Tra i mezzi che hanno facilitato, invece, il nostro lavoro vi è stata la creazione di un registro delle presenze in cui abbiamo annotato la frequenza scolastica al fine di poter selezionare per la terza fase solamente i bambini con una soglia minima di partecipazione pari al 75% degli incontri.

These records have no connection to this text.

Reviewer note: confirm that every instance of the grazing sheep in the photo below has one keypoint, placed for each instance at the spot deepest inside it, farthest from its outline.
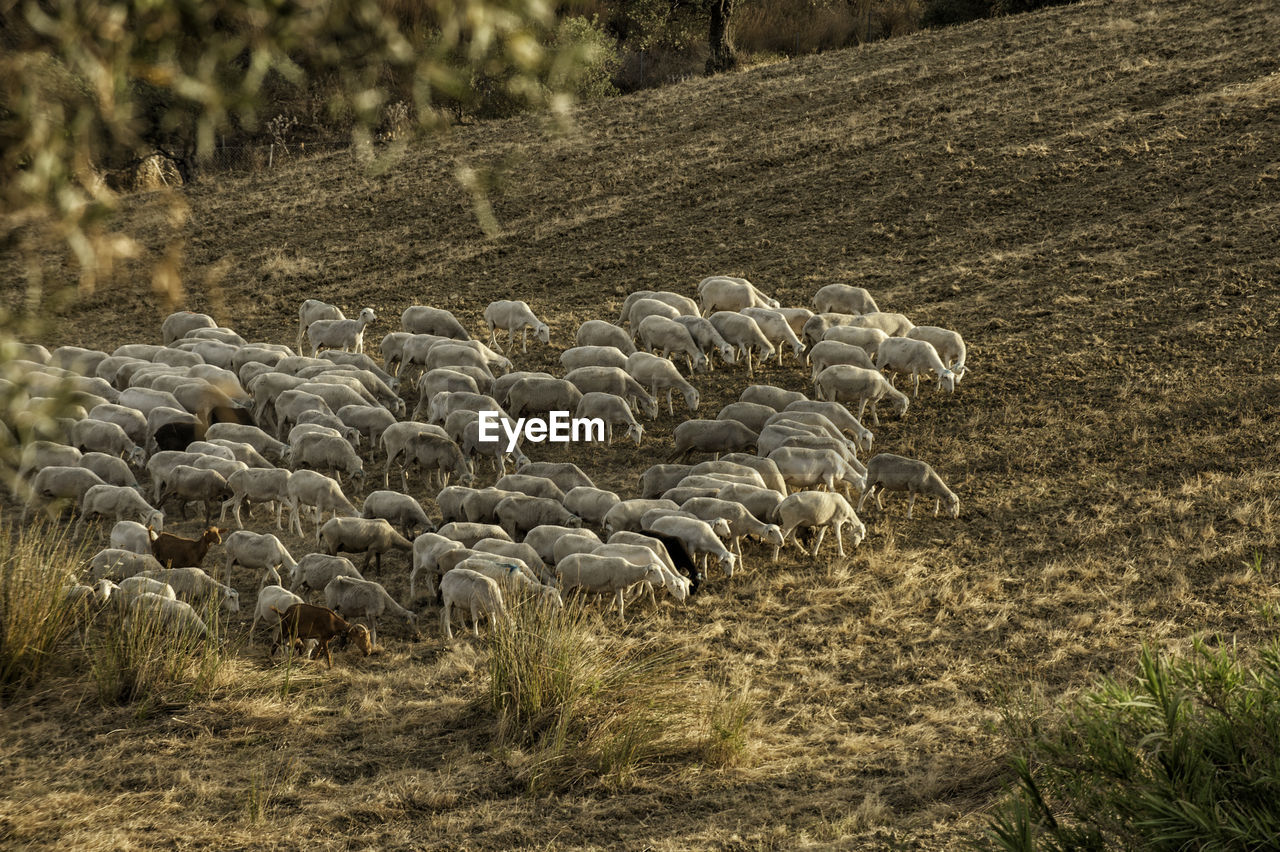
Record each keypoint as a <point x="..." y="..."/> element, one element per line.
<point x="400" y="509"/>
<point x="661" y="333"/>
<point x="855" y="335"/>
<point x="592" y="356"/>
<point x="307" y="488"/>
<point x="566" y="475"/>
<point x="167" y="614"/>
<point x="741" y="522"/>
<point x="604" y="334"/>
<point x="131" y="535"/>
<point x="479" y="594"/>
<point x="521" y="513"/>
<point x="895" y="325"/>
<point x="118" y="503"/>
<point x="305" y="622"/>
<point x="257" y="485"/>
<point x="947" y="343"/>
<point x="187" y="482"/>
<point x="699" y="539"/>
<point x="750" y="415"/>
<point x="627" y="513"/>
<point x="888" y="472"/>
<point x="819" y="509"/>
<point x="257" y="553"/>
<point x="826" y="353"/>
<point x="658" y="374"/>
<point x="67" y="485"/>
<point x="515" y="316"/>
<point x="608" y="575"/>
<point x="542" y="397"/>
<point x="370" y="536"/>
<point x="316" y="569"/>
<point x="912" y="356"/>
<point x="339" y="334"/>
<point x="272" y="600"/>
<point x="531" y="485"/>
<point x="117" y="564"/>
<point x="352" y="598"/>
<point x="776" y="329"/>
<point x="420" y="319"/>
<point x="661" y="477"/>
<point x="312" y="311"/>
<point x="837" y="415"/>
<point x="842" y="383"/>
<point x="590" y="504"/>
<point x="725" y="293"/>
<point x="199" y="589"/>
<point x="708" y="339"/>
<point x="745" y="334"/>
<point x="712" y="436"/>
<point x="329" y="453"/>
<point x="842" y="298"/>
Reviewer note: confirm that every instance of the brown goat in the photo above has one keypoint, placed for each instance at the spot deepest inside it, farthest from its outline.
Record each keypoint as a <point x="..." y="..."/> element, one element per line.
<point x="176" y="552"/>
<point x="304" y="622"/>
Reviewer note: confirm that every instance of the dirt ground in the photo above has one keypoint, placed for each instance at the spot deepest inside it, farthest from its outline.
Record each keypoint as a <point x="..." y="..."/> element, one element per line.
<point x="1091" y="195"/>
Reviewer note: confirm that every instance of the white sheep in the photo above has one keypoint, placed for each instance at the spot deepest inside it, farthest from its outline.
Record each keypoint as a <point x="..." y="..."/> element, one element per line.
<point x="604" y="334"/>
<point x="657" y="333"/>
<point x="593" y="356"/>
<point x="311" y="311"/>
<point x="272" y="598"/>
<point x="401" y="509"/>
<point x="420" y="319"/>
<point x="699" y="539"/>
<point x="118" y="503"/>
<point x="910" y="356"/>
<point x="745" y="334"/>
<point x="855" y="335"/>
<point x="480" y="595"/>
<point x="316" y="490"/>
<point x="819" y="509"/>
<point x="315" y="569"/>
<point x="776" y="328"/>
<point x="257" y="553"/>
<point x="842" y="298"/>
<point x="515" y="316"/>
<point x="947" y="343"/>
<point x="609" y="575"/>
<point x="615" y="411"/>
<point x="339" y="334"/>
<point x="725" y="293"/>
<point x="658" y="375"/>
<point x="890" y="472"/>
<point x="352" y="598"/>
<point x="842" y="383"/>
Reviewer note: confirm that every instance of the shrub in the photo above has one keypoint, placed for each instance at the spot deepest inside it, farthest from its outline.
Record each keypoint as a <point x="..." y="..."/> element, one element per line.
<point x="35" y="615"/>
<point x="588" y="706"/>
<point x="1187" y="756"/>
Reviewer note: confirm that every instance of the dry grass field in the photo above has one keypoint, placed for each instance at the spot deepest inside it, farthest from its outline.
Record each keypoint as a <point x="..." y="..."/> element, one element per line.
<point x="1091" y="195"/>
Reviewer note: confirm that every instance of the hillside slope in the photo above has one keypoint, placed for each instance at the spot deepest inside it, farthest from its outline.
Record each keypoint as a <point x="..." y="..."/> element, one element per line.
<point x="1089" y="193"/>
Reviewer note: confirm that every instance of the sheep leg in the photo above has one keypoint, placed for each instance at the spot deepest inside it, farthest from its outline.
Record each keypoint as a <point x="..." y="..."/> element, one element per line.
<point x="822" y="532"/>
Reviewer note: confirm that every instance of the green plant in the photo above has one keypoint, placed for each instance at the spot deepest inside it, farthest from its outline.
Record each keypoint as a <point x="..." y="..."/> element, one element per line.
<point x="1187" y="755"/>
<point x="586" y="705"/>
<point x="35" y="613"/>
<point x="144" y="656"/>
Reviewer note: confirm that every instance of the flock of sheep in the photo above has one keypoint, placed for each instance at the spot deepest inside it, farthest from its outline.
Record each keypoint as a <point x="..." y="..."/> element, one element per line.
<point x="213" y="421"/>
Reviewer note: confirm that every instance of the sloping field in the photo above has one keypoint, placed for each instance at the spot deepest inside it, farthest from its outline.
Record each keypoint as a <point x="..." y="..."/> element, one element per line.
<point x="1091" y="195"/>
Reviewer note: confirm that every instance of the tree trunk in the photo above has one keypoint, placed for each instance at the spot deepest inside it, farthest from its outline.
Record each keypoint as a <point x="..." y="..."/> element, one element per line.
<point x="722" y="58"/>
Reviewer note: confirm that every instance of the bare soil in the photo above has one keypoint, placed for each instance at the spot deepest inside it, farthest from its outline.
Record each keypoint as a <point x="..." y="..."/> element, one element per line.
<point x="1091" y="195"/>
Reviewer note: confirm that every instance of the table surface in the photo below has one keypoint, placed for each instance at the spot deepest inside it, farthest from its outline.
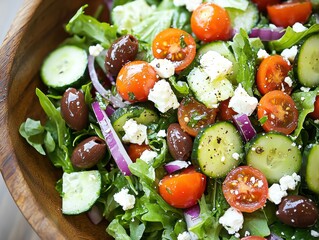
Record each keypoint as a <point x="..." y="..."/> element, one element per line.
<point x="15" y="226"/>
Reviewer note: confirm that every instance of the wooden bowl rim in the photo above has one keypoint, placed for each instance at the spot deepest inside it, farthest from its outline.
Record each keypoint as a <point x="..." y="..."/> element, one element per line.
<point x="19" y="189"/>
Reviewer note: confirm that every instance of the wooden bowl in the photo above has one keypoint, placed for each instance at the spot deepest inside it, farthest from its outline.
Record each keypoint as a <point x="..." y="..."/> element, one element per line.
<point x="30" y="177"/>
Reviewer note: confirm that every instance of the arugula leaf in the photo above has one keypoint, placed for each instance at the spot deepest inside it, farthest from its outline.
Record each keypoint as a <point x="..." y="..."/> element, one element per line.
<point x="291" y="38"/>
<point x="89" y="27"/>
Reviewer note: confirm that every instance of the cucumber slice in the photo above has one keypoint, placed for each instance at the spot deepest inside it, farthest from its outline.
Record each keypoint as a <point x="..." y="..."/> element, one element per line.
<point x="308" y="62"/>
<point x="141" y="114"/>
<point x="80" y="190"/>
<point x="312" y="176"/>
<point x="217" y="149"/>
<point x="223" y="49"/>
<point x="275" y="155"/>
<point x="64" y="67"/>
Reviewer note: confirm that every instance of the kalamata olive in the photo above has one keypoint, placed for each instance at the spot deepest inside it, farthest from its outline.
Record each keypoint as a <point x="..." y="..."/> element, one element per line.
<point x="179" y="142"/>
<point x="123" y="50"/>
<point x="297" y="211"/>
<point x="88" y="152"/>
<point x="74" y="110"/>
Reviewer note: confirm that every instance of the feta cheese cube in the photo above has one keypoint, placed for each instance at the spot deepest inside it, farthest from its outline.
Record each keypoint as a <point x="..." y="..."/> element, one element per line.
<point x="163" y="67"/>
<point x="126" y="200"/>
<point x="163" y="96"/>
<point x="215" y="65"/>
<point x="275" y="193"/>
<point x="134" y="132"/>
<point x="232" y="220"/>
<point x="242" y="103"/>
<point x="148" y="155"/>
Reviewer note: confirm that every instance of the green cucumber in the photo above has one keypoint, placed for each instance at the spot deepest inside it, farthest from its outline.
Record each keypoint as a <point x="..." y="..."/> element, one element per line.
<point x="217" y="149"/>
<point x="275" y="155"/>
<point x="141" y="114"/>
<point x="64" y="67"/>
<point x="80" y="190"/>
<point x="223" y="48"/>
<point x="312" y="167"/>
<point x="307" y="63"/>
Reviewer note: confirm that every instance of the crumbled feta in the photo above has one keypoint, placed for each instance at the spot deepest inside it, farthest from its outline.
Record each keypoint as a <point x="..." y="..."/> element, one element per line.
<point x="289" y="182"/>
<point x="96" y="50"/>
<point x="290" y="53"/>
<point x="314" y="233"/>
<point x="232" y="220"/>
<point x="125" y="199"/>
<point x="163" y="67"/>
<point x="184" y="236"/>
<point x="163" y="96"/>
<point x="148" y="155"/>
<point x="161" y="134"/>
<point x="215" y="65"/>
<point x="242" y="103"/>
<point x="289" y="81"/>
<point x="298" y="27"/>
<point x="262" y="53"/>
<point x="191" y="5"/>
<point x="134" y="132"/>
<point x="275" y="193"/>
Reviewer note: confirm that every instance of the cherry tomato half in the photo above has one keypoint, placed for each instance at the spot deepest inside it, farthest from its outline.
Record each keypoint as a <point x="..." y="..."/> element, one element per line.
<point x="245" y="188"/>
<point x="288" y="13"/>
<point x="211" y="22"/>
<point x="193" y="115"/>
<point x="183" y="190"/>
<point x="225" y="113"/>
<point x="135" y="80"/>
<point x="280" y="110"/>
<point x="135" y="150"/>
<point x="262" y="4"/>
<point x="271" y="74"/>
<point x="175" y="45"/>
<point x="253" y="238"/>
<point x="315" y="114"/>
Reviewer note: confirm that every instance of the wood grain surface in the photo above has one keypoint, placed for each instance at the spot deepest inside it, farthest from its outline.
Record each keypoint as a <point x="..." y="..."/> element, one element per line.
<point x="30" y="177"/>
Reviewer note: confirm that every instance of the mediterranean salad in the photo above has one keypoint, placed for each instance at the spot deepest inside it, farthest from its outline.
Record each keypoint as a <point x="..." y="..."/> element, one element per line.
<point x="186" y="119"/>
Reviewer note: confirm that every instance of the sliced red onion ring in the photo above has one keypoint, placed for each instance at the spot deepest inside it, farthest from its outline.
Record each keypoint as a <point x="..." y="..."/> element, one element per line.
<point x="115" y="145"/>
<point x="267" y="34"/>
<point x="95" y="215"/>
<point x="244" y="126"/>
<point x="175" y="166"/>
<point x="115" y="100"/>
<point x="192" y="218"/>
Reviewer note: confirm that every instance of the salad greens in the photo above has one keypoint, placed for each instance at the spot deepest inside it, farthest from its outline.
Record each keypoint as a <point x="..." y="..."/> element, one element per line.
<point x="152" y="217"/>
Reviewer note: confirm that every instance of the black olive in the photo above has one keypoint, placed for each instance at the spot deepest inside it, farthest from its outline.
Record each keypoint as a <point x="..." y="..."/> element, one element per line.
<point x="122" y="51"/>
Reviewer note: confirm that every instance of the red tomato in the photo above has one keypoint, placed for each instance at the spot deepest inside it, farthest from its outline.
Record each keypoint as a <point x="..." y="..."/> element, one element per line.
<point x="135" y="80"/>
<point x="290" y="12"/>
<point x="280" y="110"/>
<point x="193" y="115"/>
<point x="184" y="189"/>
<point x="245" y="188"/>
<point x="211" y="22"/>
<point x="253" y="238"/>
<point x="271" y="74"/>
<point x="262" y="4"/>
<point x="135" y="151"/>
<point x="176" y="45"/>
<point x="225" y="113"/>
<point x="315" y="114"/>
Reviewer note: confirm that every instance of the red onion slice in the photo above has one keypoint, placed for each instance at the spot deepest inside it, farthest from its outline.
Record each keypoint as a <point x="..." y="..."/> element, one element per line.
<point x="244" y="126"/>
<point x="175" y="166"/>
<point x="267" y="34"/>
<point x="116" y="101"/>
<point x="115" y="145"/>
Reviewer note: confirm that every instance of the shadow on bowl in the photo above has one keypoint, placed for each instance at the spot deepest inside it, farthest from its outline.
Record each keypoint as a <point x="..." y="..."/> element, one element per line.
<point x="30" y="177"/>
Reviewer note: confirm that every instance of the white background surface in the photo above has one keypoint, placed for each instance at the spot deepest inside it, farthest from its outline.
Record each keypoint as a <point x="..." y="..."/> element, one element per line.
<point x="13" y="225"/>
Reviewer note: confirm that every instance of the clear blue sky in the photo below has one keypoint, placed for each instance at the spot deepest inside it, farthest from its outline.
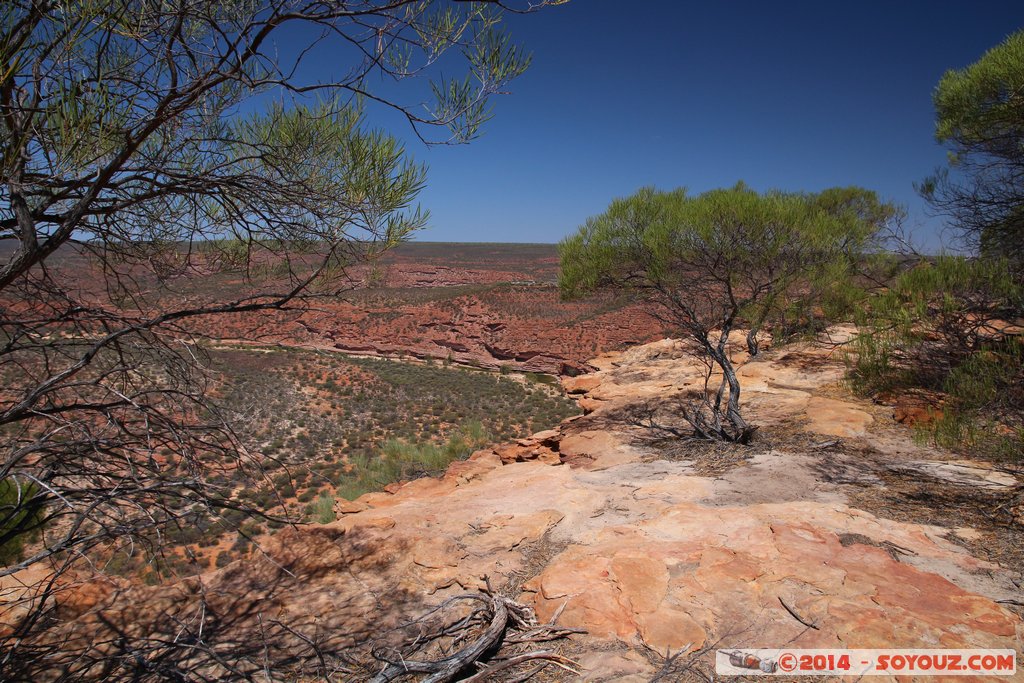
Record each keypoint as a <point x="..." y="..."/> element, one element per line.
<point x="790" y="95"/>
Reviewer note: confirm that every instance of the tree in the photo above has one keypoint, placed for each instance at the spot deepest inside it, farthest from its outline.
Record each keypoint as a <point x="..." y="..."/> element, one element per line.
<point x="148" y="144"/>
<point x="980" y="119"/>
<point x="720" y="260"/>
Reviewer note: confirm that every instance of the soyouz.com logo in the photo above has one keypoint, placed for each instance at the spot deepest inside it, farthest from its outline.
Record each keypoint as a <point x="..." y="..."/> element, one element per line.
<point x="751" y="662"/>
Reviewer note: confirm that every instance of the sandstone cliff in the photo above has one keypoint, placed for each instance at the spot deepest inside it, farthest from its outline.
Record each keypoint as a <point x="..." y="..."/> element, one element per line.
<point x="652" y="544"/>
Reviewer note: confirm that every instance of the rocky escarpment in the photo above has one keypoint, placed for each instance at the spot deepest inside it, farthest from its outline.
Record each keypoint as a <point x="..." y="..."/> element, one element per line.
<point x="616" y="524"/>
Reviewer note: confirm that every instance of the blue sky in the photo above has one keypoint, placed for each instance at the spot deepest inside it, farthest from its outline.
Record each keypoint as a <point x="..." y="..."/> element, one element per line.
<point x="790" y="95"/>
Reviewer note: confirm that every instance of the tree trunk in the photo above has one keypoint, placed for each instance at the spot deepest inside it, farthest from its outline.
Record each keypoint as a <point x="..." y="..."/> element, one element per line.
<point x="740" y="430"/>
<point x="752" y="342"/>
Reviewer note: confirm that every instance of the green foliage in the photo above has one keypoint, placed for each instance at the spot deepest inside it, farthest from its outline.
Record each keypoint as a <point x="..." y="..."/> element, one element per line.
<point x="400" y="460"/>
<point x="19" y="517"/>
<point x="725" y="258"/>
<point x="980" y="120"/>
<point x="938" y="327"/>
<point x="975" y="102"/>
<point x="735" y="243"/>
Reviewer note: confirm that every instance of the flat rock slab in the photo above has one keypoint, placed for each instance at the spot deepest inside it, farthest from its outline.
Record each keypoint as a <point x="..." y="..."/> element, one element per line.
<point x="973" y="474"/>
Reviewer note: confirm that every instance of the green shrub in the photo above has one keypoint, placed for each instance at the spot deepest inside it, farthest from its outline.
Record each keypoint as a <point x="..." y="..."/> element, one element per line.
<point x="19" y="518"/>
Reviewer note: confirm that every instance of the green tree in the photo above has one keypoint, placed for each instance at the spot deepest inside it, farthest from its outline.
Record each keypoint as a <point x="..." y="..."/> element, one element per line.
<point x="980" y="120"/>
<point x="148" y="144"/>
<point x="720" y="260"/>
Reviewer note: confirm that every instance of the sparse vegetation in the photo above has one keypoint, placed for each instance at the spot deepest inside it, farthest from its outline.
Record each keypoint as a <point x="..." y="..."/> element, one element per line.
<point x="723" y="259"/>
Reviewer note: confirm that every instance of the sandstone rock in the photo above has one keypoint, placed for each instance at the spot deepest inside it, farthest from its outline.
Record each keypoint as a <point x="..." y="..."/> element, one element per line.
<point x="837" y="418"/>
<point x="636" y="548"/>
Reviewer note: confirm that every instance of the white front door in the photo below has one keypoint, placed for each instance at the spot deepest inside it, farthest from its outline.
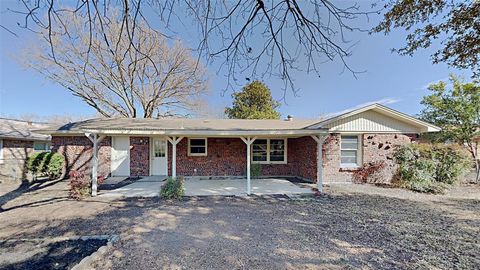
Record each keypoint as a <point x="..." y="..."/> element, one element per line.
<point x="120" y="156"/>
<point x="159" y="157"/>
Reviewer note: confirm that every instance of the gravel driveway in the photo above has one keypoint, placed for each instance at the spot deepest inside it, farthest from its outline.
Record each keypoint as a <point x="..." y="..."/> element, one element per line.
<point x="338" y="230"/>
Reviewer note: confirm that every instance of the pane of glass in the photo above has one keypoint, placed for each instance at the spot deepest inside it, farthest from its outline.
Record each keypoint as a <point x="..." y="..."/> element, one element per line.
<point x="259" y="156"/>
<point x="349" y="157"/>
<point x="277" y="144"/>
<point x="197" y="142"/>
<point x="277" y="150"/>
<point x="39" y="146"/>
<point x="349" y="142"/>
<point x="159" y="148"/>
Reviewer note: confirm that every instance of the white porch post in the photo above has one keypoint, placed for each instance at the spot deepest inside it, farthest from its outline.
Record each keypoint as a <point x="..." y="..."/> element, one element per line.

Sarebbe stato interessante testare anche i soggetti con un basso livello di presenze, utilizzandoli come gruppo di controllo per analizzare il grado di sviluppo lessicale in L2 durante lo stesso periodo di tempo della sperimentazione in contesto non istituzionale e senza l’ausilio di strategie esplicite; purtroppo, però, la quasi totalità degli alunni che hanno cumulato molte assenze sono quelli che hanno speso buona parte del periodo inerente la fase sperimentale della ricerca all’estero o hanno origini Rom e, in entrambi i casi, possiamo considerare l’esposizione all’input lessicale italiano ricevuta fuori dall’ambiente scolastico nulla o quasi.

Un ulteriore registro è servito per la programmazione delle lezioni e l’appunto di osservazioni legate a particolari espressioni linguistiche utilizzate dai bambini e all’andamento del progetto.